Motor and perceptual timing studies have discovered a network of sub-cortical and cortical regions involved in temporal processing, including the cerebellum (Keele & Ivry, 1990; Xu et al., 2006), basal ganglia (Harrington et al., 1998; Rao et al., 2001), supplementary motor area (Macar, Coull & Vidal, 2006) and the prefrontal cortex (Lewis & Miall, 2006). Yet these motor and perceptual timing experiments have a serious confounder in that the stimuli vary in physical dimension between the control and experimental conditions. Using language as experimental materials to study time processing does not have this caveat, in that the temporal information contained within it is explicit but physical properties of stimuli can be perfectly matched. In this thesis, a series of three studies use functional magnetic resonance imaging was used to show the overlap between regions that mediate motor and perceptual timing and those that mediate the processing of time in language.

Experiments 1 and 2 used language to study temporal processing. In Experiment 1, seventeen native mandarin speakers were scanned whilst they performed a task with three different conditions: time condition, life condition and a baseline condition. In the time condition, participants judged if a word presented to them contained time information, such as "yesterday", or did not contain time information, such as "book". The life condition used a similar task but required the participants to judge if the word referred to a living creature, such as "butterfly" or not. In the baseline task, participants judged if two characters that were semantically, phonologically and orthographically unrelated were the same font-size or not. All tasks were conducted in simplified Chinese. In experiment 2, participants did the same tak as in Experiment 1, but the stimuli was only presented for 100ms, and followed by a complex visual mask. Experiment 3 was used for comparison purposes and consisted of a motor time task adopted from Bueti et. al.'s (2006) study.
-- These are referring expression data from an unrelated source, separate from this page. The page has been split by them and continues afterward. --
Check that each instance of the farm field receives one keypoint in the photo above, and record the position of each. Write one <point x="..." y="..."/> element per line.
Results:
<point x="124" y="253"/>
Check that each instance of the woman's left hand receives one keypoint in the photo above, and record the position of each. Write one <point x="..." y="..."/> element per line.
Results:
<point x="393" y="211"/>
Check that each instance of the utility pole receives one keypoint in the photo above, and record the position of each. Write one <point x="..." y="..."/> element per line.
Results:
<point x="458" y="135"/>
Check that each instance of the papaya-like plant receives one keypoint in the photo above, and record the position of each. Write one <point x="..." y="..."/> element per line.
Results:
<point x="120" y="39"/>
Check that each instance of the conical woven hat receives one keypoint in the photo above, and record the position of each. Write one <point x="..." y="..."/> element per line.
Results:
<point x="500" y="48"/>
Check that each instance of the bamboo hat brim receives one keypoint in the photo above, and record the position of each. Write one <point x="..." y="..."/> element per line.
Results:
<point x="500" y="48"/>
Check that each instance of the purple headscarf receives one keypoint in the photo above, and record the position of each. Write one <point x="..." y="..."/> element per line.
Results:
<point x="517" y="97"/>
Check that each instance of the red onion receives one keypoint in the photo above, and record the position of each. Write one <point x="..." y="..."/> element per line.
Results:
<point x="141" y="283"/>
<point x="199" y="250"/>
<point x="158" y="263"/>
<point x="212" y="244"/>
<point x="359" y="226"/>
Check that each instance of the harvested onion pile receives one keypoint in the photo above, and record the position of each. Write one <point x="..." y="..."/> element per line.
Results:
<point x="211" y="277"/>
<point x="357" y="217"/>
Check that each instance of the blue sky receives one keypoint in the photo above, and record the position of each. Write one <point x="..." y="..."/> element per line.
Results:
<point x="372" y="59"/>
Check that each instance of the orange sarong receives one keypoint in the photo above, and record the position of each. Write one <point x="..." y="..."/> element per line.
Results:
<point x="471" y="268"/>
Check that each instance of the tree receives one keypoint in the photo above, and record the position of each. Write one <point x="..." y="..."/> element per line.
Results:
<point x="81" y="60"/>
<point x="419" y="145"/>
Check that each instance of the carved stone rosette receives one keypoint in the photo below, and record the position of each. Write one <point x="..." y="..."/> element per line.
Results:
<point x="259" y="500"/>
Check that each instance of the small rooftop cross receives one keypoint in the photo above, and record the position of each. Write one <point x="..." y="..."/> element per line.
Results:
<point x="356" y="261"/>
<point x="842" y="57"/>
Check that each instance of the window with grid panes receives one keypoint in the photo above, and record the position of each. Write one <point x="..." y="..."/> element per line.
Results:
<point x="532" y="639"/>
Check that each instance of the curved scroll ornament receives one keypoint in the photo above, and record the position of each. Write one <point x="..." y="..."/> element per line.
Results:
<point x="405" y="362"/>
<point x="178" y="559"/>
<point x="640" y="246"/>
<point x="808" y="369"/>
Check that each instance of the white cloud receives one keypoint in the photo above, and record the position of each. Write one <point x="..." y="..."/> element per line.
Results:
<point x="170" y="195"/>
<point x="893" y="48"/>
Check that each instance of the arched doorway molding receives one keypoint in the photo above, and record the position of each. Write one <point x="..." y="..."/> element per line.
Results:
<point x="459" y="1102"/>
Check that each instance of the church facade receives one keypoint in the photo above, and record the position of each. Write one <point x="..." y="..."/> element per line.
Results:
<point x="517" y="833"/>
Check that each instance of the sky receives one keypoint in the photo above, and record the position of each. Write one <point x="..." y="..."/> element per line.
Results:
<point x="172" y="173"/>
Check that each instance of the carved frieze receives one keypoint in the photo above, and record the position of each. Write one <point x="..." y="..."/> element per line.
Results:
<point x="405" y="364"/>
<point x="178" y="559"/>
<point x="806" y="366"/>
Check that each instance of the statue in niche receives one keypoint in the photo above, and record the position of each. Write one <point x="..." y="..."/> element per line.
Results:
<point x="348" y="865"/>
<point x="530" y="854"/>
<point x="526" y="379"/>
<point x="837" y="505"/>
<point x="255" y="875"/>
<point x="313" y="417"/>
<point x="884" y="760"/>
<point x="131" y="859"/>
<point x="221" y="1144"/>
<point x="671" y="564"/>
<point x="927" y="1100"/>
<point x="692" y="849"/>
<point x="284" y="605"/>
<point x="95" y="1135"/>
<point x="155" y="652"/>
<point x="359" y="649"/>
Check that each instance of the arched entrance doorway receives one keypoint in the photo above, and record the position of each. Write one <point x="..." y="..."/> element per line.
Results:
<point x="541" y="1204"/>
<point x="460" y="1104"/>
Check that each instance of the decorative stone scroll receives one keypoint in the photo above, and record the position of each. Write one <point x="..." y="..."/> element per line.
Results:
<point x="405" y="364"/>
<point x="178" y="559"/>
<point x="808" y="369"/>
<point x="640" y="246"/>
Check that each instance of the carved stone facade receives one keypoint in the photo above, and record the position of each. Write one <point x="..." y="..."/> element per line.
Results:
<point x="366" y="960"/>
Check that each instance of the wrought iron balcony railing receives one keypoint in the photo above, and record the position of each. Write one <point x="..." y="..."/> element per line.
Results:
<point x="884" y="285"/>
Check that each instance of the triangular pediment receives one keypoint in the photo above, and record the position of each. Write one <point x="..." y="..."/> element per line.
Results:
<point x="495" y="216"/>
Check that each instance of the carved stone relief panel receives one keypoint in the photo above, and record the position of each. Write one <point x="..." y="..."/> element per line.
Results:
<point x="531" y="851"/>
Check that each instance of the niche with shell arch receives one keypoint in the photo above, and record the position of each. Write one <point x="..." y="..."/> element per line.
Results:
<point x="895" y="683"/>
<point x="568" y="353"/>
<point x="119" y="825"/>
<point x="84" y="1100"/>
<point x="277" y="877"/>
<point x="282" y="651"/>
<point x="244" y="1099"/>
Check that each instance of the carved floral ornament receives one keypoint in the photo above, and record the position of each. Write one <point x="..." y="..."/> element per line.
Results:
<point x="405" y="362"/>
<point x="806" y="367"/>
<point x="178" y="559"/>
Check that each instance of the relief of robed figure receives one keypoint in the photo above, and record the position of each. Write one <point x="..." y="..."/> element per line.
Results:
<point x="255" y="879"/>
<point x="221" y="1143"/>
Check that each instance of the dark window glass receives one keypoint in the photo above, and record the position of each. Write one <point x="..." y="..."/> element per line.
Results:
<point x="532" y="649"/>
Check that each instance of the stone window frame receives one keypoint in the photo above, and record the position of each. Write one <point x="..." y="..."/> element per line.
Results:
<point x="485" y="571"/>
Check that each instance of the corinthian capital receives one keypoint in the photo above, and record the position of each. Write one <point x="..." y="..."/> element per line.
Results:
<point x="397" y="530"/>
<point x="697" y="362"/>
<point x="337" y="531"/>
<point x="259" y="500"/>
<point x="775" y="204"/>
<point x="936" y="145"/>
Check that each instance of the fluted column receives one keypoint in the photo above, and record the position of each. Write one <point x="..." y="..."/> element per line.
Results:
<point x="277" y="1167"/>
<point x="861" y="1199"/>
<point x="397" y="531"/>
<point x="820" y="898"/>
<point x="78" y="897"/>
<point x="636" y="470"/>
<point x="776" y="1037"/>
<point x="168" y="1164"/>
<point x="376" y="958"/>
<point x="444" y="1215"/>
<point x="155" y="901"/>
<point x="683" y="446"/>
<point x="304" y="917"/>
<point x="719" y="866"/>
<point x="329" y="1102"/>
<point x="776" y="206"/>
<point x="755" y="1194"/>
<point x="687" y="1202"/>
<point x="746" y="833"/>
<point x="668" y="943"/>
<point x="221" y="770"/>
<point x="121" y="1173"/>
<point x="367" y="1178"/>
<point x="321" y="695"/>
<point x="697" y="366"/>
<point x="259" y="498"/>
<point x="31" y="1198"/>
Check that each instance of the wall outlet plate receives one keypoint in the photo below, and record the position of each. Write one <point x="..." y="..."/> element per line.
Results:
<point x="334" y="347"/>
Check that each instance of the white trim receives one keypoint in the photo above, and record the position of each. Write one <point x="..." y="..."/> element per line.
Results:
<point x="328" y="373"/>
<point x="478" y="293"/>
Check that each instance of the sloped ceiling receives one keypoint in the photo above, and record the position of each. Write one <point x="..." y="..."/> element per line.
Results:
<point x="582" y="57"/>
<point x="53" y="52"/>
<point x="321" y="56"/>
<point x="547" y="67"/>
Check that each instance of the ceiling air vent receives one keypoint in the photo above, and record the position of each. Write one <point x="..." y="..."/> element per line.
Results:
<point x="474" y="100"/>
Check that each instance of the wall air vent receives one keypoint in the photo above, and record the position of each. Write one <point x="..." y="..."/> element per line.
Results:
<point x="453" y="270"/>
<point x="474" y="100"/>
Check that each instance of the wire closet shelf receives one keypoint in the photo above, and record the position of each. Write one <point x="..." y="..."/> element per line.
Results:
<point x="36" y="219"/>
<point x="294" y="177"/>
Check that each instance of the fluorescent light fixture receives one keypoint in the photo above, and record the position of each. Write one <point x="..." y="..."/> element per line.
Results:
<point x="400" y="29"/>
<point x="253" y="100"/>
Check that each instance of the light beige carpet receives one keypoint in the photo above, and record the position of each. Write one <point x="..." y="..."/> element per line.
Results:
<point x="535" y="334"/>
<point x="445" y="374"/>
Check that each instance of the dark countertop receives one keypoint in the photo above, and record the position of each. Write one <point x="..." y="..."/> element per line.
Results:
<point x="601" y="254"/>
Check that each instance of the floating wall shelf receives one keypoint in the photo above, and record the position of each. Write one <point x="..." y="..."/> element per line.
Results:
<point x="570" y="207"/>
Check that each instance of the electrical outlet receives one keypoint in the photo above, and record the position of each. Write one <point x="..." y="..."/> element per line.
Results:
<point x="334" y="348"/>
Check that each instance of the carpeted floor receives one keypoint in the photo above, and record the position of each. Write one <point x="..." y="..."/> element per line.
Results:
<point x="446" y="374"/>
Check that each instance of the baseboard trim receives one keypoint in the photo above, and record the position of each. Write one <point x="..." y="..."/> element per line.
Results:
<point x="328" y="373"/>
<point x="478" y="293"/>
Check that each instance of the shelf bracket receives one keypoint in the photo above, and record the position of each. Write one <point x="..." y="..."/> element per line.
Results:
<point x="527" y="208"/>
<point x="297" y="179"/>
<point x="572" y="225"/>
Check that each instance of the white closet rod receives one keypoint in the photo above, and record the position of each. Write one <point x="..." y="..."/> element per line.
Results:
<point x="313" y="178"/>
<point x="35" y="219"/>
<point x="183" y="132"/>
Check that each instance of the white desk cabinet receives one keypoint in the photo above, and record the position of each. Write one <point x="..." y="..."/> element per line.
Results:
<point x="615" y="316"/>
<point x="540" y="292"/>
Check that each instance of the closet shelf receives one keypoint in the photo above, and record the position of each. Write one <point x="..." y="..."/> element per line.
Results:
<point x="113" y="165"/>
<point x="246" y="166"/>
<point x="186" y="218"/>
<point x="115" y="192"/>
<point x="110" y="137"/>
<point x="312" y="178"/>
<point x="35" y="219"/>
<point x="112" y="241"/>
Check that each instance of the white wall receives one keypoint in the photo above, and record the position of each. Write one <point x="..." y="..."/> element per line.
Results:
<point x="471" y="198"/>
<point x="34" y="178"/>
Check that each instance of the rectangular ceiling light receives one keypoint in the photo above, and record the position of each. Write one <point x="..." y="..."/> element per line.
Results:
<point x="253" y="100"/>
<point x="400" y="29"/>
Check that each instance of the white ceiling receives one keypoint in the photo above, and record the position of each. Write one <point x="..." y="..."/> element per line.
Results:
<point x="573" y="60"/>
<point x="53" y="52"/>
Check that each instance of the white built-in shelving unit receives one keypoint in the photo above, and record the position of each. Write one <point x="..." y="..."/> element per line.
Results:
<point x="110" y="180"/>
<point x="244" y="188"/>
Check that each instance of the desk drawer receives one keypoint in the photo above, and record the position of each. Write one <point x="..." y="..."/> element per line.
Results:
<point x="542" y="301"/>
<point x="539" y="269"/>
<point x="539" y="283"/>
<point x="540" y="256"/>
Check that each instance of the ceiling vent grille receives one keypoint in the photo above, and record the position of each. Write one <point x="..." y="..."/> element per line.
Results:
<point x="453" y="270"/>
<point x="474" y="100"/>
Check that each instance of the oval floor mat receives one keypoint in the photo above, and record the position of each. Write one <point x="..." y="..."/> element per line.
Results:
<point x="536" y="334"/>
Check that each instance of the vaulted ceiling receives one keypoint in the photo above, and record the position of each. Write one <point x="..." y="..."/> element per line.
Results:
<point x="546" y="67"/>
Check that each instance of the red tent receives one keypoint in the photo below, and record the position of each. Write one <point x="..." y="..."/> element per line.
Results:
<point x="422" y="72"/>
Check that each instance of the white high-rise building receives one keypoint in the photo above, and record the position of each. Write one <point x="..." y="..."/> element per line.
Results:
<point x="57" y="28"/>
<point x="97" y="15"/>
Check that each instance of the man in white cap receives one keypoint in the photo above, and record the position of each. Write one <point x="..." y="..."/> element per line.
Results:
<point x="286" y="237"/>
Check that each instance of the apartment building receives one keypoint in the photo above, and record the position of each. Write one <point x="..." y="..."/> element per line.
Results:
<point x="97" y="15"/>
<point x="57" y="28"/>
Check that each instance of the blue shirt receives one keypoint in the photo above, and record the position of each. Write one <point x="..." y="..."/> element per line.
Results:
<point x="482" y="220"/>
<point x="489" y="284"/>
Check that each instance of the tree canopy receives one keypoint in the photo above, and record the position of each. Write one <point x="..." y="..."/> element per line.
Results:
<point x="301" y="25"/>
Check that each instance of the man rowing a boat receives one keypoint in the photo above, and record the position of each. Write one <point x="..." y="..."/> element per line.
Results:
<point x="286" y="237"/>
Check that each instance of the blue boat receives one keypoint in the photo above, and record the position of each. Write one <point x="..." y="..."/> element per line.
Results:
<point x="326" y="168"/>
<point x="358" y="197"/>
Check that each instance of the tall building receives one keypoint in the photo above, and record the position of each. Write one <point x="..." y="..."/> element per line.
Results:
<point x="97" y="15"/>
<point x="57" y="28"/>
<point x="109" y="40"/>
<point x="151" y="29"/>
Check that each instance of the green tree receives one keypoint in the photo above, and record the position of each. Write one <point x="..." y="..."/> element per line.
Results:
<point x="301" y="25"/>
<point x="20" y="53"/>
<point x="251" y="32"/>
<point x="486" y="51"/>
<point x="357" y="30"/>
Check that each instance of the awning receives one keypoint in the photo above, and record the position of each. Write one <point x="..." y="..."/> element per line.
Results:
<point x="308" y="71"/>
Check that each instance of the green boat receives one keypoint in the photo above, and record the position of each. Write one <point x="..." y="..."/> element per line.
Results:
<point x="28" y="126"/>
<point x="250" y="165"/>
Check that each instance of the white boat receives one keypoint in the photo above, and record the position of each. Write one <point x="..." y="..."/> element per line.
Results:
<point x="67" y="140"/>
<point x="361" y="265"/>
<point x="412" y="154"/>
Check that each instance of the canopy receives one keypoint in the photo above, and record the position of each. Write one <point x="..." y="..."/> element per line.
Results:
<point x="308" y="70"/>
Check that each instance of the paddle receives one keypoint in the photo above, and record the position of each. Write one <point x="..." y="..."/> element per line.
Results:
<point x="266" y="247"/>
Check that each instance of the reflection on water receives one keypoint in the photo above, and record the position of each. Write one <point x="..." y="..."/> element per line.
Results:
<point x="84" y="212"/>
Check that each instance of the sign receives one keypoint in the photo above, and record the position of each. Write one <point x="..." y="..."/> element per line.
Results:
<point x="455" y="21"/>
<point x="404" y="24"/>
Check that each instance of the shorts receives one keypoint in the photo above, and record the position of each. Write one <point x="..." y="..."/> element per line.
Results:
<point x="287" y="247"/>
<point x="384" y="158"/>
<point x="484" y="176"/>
The supplementary motor area (SMA), thalamus and insula were activated for both Experiment 1 and 3, suggesting that these regions were involved in the processing of temporal information both in and out of language. However, these activations are not seen in Experiment 2, suggesting that temporal regions were only activated when participants had ample time to read the stimuli. The results from this study suggest that it is possible that the SMA, insula and thalamus may be part of a domain-general mechanism for the processing of time.